Oh and in your example, WhyNot, nearly everyone you mentioned is an actual employee of the grocery store. In the example MamaZappa gave, none of the four doctors involved are likely to be salaried employees of the hospital or clinic (which is why they are billing separately). That makes for a more complicated billing situation. (The more expensive comes from other factors, touched on by Cheesesteak’s post.)
Of course. But Mamma Zappa’s post was implying there was something hinky (if not downright fraudulent) about all those separate bills, which is why I replied the way I did. She’s not being ripped off; those providers did perform services, and under our current fee-for-service model directly billing the patient for those services is how they get paid for their work.

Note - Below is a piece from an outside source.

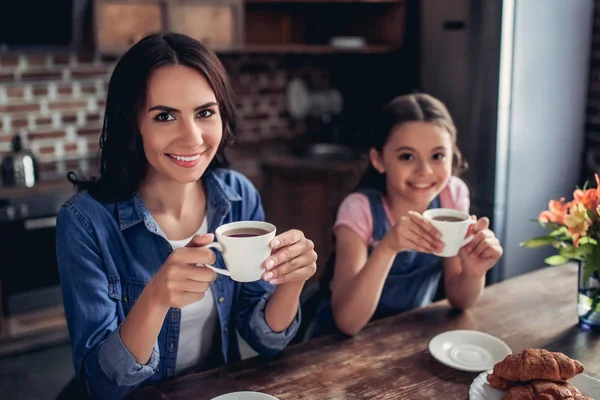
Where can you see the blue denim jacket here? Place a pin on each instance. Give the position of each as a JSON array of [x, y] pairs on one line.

And this is why it is hysterical when anyone talks about the power of the free market to bring down costs. The absolute core of the free market system is the idea that people make purchases based on the lowest cost for identical products. But if you literally cannot tell–even roughly–what things will cost until after the fact.
Interestingly enough, fertility medicine is one of the few areas of medicine where you really do have a free market: most people are at least somewhat out of pocket and you don’t have to have the product like you have to have, say, treatment for a broken arm. And so prices are very upfront compared to other types of medicine–clinics have price sheets. And it seems to me that that does drive prices down: for all that fertility treatments are not cheap, you can get a lot done for less than the cost of a broken arm at the ER.
In 2011, I had to get a procedure on my ear that only ended up costing me a $30 copay.
However, earlier this year when I went to get the same exact procedure done on my other ear, I wound up getting a bill for $180, in addition to the $30 copay I had to pay at the office.
At first I thought it may have been because I hadn’t met my deductible. But in 2011 when I had the first procedure done, I hadn’t come close to meeting my deductible either.
When I called the billing department, I couldn’t get a straight answer on why it cost me so much more this time.
And therein lies the problem. The healthcare business in this country doesn’t really function like a traditional free market in that consumers are able to look at costs and figure out what’s the best deal.
If you go to a mechanic, you’re often be able to see right when you walk in the door that, say, an oil change will cost you $19.95 or a radiator flush, $89.95. Or if they find something wrong with your car, they can tell you “all right, this will cost you $350 to fix.” And if you don’t want to pay that, you can always call around.
But, I’ve found in many cases the doctors themselves won’t even know how much the services cost, let alone how much the patient has to pay out of pocket.